Le deuxième objectif est de fournir du renseignement afin de répondre aux besoins opérationnels de la gendarmerie nationale, à l'instar de ce qui se fait dans les armées durant la phase de préparation d'une opération. Lors des manifestations organisées en ce moment contre la loi El Khomri, ou de celles ayant eu lieu contre le projet d'aéroport de Notre-Dame-des-Landes, je vais commencer par m'intéresser aux modes opératoires adverses selon les angles d'approche spécifiques à la mission de la gendarmerie. En parfaite complémentarité avec le SCRT, je vais surtout concentrer la recherche de renseignement sur l'adversité, là où la gendarmerie va devoir engager des forces, afin de savoir précisément comment nos adversaires s'organisent.

La création de la SDAO, service appartenant au second cercle du renseignement, a été rendue nécessaire pour permettre à la gendarmerie nationale d'améliorer les conditions d'exercice de sa mission de renseignement.
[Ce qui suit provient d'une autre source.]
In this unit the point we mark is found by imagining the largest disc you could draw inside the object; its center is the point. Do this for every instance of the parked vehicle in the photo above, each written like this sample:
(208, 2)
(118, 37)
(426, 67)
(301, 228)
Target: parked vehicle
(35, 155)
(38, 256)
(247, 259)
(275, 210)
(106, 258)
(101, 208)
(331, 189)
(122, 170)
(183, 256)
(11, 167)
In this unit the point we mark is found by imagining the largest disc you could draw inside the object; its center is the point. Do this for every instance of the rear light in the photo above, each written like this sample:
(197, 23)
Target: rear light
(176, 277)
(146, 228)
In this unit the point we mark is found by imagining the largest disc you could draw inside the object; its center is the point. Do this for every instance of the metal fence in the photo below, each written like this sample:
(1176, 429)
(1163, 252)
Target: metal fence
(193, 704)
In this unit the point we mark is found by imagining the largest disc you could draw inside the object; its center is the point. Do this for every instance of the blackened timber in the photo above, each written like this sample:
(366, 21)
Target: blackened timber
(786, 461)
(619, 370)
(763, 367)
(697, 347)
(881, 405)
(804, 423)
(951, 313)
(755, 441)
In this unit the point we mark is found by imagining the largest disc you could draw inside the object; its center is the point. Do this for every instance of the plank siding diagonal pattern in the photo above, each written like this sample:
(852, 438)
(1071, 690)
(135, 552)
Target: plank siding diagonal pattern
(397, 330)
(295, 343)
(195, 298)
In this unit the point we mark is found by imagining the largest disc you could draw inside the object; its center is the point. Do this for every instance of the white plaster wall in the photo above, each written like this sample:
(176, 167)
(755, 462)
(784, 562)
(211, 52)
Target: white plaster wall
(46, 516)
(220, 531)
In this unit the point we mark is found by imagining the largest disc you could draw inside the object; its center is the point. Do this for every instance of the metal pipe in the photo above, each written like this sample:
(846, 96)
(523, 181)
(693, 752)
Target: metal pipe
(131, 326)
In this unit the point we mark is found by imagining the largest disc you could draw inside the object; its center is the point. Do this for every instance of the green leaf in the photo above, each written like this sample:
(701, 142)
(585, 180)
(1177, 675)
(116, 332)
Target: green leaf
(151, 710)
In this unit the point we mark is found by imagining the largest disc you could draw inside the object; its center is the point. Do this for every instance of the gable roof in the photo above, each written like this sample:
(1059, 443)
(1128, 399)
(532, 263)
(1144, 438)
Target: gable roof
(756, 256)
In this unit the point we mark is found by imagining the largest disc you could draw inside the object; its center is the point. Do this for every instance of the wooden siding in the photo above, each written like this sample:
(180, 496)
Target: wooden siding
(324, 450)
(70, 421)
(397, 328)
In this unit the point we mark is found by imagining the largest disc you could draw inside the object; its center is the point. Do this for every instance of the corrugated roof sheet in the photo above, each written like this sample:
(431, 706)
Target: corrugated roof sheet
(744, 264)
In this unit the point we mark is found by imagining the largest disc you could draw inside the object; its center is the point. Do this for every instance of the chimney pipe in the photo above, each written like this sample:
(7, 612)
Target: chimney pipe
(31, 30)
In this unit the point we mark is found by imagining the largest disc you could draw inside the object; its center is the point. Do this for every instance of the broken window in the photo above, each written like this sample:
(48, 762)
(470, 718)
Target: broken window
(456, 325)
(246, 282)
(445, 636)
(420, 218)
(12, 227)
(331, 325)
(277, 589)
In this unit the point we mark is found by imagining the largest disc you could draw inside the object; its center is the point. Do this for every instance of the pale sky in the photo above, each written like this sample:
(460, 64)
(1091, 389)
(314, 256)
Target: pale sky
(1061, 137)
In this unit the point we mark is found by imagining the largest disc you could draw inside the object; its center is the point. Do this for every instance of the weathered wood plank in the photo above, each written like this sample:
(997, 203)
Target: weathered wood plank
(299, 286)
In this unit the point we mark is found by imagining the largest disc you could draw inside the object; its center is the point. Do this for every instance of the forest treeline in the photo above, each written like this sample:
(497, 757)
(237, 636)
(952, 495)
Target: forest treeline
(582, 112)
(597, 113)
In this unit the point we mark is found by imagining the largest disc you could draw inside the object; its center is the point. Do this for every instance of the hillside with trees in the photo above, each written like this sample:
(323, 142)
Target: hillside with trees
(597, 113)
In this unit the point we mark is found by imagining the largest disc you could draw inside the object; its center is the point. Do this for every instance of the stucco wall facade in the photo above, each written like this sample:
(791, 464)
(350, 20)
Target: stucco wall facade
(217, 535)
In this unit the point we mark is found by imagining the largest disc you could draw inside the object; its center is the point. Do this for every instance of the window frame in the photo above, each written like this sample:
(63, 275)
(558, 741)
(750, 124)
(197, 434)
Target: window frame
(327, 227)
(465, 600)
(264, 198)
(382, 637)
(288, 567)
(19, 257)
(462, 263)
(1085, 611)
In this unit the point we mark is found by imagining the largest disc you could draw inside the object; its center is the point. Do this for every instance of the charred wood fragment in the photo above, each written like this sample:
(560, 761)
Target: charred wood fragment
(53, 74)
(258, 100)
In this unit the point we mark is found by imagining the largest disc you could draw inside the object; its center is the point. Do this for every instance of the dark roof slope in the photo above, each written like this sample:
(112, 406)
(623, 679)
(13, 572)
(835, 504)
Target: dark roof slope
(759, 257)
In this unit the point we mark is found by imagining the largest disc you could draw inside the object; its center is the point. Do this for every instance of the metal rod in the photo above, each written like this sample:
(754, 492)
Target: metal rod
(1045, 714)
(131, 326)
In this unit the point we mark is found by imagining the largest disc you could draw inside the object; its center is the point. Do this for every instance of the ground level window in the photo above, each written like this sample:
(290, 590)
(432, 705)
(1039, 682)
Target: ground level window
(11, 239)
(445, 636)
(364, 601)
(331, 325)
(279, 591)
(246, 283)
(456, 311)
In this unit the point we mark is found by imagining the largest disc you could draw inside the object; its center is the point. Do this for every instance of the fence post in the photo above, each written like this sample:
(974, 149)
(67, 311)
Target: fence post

Conformément à son arrêté de création, la SDAO « propose la doctrine relative aux missions de renseignement au sein de la gendarmerie (…) ; traite l'information interne et externe permettant l'alerte des autorités, ainsi que le suivi des situations sensibles à court terme (…) ; participe à la recherche, au recueil, à l'analyse et à la diffusion des informations de défense, d'ordre public et de sécurité nationale nécessaires à l'exécution des missions de la gendarmerie (…) ; assure le traitement du renseignement opérationnel d'ordre public et du renseignement de sécurité économique en métropole et en outre-mer (…) ; anime ou participe, avec les autres sous-directions de la direction des opérations et de l'emploi de la DGGN, aux gestions interministérielles de crise (…) ; suit et coordonne l'action des unités dans son domaine de responsabilité. »

Schématiquement, la SDAO peut se comparer à une maison comprenant un « circuit d'eau chaude » et un « circuit d'eau froide ». Le circuit d'eau chaude permet la transmission d'informations dans le cadre de la fonction « veille-alerte » pour informer le directeur général, qui rend compte au ministre, sur la situation sur le territoire national. Le « circuit d'eau froide » dédié à l'analyse, permet l'exploitation des données brutes et informations avant de délivrer du renseignement en s'appuyant sur une chaîne « anticipation et connaissance » qui compte 540 analystes répartis sur l'ensemble du territoire national et 170 référents en intelligence économique. Cette chaîne s'articule en échelons territoriaux, à savoir les cellules renseignement au plan départemental et les bureaux renseignement au plan régional.

Le recueil des informations est réalisé par chaque militaire dans le cadre de ses missions quotidiennes et animé par les différents échelons de commandement, l'ensemble du dispositif étant piloté depuis Paris par la SDAO. L'information est intégrée dans le système d'information qu'est la base de données de sécurité publique (BDSP) en vue de son exploitation et de son analyse. Système d'information global devenu performant au fil du temps, la BDSP assure le stockage et le traitement de l'information et du renseignement collectés par l'ensemble des 60 000 capteurs de la gendarmerie que sont les gendarmes départementaux. La BDSP est le ciment assurant la cohérence du dispositif du renseignement gendarmerie et je suis moi-même l'administrateur de cette base de données, au nom du directeur général de la gendarmerie.